Richard Dreyfuss, the Academy and Golden Globe Award winner, blasted new diversity rules that the Oscars have handed down on movies to be able to be considered for best picture awards, saying the new requirements “make me vomit.”
“They make me vomit,” Dreyfuss said on PBS’s “Firing Line.” “This is an art form. It’s also a form of commerce, and it makes money, but it’s an art. No one should be telling me as an artist that I have to give in to the latest, most current idea of what morality is.”
Dreyfuss won an Oscar in 1977 for Best Actor.
Starting in 2024, films must meet specific diversity requirements in order to be eligible for the best picture award, which is Hollywood’s most sought-after accolade. The new guidelines include requirements like at least one actor from an underrepresented racial or ethnic group being in a significant role or the story must center on women, LGBTQ people, a racial group or disabled people.
The new rules come after the Oscars came under fierce criticism for the lack of diversity amongst its nominees, with the #OscarsSoWhite social media movement that started in 2015 shedding light on the issue.

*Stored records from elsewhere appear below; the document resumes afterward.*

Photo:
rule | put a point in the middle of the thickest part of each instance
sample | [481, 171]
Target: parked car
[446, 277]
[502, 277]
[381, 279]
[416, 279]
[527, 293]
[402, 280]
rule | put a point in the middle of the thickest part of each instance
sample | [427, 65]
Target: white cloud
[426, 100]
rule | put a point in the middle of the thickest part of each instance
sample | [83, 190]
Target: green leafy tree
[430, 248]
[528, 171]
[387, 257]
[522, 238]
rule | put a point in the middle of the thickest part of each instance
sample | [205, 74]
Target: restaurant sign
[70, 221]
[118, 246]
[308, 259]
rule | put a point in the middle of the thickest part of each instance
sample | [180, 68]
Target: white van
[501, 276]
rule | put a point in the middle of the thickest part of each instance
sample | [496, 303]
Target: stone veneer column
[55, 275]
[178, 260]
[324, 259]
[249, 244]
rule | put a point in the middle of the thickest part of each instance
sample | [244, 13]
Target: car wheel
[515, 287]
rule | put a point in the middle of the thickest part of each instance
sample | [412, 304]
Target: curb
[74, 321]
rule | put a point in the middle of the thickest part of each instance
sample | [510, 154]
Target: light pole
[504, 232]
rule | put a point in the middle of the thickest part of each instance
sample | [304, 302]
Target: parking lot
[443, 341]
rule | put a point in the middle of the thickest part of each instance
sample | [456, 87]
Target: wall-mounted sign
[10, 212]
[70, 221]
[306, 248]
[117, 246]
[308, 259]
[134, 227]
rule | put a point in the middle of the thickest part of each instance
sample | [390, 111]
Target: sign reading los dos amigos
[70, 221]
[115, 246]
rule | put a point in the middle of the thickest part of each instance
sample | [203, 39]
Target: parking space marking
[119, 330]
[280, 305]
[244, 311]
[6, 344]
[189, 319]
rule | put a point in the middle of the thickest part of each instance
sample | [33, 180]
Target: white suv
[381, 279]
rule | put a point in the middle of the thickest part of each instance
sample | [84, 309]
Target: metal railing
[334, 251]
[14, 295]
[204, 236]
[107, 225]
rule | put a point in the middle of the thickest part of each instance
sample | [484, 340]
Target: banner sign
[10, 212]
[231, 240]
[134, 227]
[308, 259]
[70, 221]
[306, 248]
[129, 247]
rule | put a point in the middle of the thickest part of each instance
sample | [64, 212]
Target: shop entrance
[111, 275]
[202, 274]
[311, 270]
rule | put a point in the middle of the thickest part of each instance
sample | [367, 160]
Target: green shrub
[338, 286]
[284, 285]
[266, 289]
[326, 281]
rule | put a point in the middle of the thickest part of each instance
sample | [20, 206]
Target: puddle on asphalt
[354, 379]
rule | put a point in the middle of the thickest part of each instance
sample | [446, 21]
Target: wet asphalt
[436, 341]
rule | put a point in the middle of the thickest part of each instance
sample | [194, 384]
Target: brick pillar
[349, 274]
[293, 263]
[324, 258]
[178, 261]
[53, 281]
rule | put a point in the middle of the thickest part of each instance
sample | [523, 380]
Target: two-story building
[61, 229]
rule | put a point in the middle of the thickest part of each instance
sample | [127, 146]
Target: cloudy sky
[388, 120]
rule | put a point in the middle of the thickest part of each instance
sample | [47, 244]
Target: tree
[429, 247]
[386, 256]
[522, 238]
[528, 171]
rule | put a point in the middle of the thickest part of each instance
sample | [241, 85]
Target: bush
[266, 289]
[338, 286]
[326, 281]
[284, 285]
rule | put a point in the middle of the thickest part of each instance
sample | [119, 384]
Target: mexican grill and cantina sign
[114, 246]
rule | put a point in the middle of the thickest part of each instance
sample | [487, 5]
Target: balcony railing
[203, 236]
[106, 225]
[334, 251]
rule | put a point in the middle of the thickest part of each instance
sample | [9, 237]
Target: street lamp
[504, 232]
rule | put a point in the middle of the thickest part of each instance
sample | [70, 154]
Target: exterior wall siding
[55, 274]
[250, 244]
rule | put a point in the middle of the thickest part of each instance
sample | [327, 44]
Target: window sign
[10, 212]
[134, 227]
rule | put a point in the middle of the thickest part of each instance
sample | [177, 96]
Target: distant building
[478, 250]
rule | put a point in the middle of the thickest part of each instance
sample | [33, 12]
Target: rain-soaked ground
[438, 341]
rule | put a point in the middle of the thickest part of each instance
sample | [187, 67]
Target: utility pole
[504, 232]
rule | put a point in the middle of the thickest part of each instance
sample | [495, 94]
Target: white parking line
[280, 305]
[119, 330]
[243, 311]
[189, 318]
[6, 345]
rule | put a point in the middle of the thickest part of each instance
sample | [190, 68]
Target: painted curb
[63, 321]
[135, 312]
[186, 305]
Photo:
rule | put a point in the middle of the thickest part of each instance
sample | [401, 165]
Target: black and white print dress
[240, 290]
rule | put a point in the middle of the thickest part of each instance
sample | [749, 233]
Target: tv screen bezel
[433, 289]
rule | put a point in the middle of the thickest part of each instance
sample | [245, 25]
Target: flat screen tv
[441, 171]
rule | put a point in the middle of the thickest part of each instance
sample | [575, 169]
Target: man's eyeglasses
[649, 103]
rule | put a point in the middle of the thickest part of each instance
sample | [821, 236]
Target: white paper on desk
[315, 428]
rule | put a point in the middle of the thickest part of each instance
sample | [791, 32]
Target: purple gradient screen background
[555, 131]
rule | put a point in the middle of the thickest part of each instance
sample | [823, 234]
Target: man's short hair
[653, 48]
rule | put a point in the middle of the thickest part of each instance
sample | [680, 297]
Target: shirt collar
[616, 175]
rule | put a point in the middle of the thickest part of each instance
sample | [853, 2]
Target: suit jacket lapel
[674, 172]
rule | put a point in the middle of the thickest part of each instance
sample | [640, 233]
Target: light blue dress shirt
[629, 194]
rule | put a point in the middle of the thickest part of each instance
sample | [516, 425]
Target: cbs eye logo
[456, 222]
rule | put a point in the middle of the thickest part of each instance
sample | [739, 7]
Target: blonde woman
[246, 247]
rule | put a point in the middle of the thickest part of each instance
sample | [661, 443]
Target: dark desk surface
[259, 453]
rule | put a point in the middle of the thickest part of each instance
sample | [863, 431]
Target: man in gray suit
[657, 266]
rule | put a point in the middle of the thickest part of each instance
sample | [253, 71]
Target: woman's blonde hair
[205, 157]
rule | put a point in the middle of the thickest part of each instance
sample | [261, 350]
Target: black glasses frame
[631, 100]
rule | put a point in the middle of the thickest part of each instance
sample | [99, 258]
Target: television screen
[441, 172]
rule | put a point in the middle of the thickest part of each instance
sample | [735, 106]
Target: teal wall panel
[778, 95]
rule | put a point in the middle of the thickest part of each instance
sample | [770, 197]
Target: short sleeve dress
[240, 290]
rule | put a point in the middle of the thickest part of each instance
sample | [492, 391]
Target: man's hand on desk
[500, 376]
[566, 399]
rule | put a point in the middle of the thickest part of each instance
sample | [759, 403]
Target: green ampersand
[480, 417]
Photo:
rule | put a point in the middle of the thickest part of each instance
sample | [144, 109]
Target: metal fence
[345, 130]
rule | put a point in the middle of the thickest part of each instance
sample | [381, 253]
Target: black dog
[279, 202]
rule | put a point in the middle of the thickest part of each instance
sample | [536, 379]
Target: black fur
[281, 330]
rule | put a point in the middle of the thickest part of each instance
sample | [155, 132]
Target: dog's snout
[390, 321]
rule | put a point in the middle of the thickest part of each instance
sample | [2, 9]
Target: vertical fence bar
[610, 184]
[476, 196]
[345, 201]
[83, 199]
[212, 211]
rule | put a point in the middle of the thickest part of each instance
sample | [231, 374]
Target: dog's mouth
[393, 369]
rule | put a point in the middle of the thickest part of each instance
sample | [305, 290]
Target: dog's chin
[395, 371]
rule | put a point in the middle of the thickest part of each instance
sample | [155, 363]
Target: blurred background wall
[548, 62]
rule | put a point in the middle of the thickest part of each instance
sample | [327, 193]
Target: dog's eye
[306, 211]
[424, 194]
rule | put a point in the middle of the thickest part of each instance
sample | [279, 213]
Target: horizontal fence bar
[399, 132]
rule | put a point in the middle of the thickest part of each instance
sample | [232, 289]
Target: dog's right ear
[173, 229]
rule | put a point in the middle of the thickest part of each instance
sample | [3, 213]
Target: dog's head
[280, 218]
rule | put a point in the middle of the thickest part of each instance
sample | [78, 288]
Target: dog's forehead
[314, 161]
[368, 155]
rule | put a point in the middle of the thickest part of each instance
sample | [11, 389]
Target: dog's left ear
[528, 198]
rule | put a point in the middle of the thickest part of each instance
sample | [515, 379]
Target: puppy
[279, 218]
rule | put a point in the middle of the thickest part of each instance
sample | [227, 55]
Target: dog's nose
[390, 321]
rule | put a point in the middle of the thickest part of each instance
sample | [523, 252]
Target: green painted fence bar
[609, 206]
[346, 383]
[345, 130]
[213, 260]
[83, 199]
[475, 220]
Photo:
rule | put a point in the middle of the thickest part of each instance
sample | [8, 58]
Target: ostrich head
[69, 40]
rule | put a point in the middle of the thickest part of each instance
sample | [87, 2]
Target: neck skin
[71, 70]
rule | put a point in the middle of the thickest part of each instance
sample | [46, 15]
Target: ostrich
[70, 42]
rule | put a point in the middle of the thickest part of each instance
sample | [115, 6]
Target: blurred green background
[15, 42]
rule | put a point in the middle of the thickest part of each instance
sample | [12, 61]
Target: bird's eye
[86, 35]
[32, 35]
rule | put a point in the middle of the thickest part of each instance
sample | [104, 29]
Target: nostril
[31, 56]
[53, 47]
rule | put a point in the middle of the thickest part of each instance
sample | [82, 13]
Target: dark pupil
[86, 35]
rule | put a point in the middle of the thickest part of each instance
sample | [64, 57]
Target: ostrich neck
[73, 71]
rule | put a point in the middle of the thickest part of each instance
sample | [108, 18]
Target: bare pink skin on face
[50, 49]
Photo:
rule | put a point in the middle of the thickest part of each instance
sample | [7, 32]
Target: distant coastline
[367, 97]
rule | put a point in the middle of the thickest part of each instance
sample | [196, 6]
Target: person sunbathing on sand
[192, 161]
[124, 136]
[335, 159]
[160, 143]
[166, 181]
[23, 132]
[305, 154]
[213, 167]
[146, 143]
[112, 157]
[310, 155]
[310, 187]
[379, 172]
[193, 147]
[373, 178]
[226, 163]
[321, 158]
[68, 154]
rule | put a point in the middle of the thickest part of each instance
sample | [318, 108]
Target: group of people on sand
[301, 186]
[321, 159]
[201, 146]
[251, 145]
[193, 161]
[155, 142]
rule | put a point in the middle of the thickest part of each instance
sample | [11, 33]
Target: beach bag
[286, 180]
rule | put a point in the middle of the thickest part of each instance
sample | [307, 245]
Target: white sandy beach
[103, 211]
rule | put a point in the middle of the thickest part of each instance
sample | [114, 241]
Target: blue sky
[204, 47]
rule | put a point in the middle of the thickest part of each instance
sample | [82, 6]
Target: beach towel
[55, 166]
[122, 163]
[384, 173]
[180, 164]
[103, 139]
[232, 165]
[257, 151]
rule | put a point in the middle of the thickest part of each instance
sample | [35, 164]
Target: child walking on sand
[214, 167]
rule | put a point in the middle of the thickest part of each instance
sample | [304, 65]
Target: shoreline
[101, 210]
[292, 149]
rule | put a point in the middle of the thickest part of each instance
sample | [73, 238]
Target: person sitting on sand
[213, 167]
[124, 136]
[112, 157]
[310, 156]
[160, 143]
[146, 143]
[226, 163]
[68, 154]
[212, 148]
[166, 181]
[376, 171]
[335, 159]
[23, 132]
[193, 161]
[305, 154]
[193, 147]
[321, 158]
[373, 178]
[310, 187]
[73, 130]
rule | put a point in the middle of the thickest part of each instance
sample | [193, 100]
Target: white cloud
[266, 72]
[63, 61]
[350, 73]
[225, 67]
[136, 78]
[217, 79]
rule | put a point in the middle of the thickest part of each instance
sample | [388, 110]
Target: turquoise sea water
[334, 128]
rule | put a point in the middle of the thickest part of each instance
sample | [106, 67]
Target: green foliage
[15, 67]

The criticism stemmed from the fact that for the 2015 installment of the award show, all 20 actors nominated for top awards were white. It was also the second year in a row that no actors of color were nominated.
But Dreyfuss, best known for his role in the “Jaws” series, argued in the interview that was released on Friday that he doesn’t “think there’s a minority or a majority in the country that has to be catered to like that.”
“What are we risking?,” Dreyfuss said. “Are we really risking hurting people’s feelings? You can’t legislate that. And you have to let life be life.”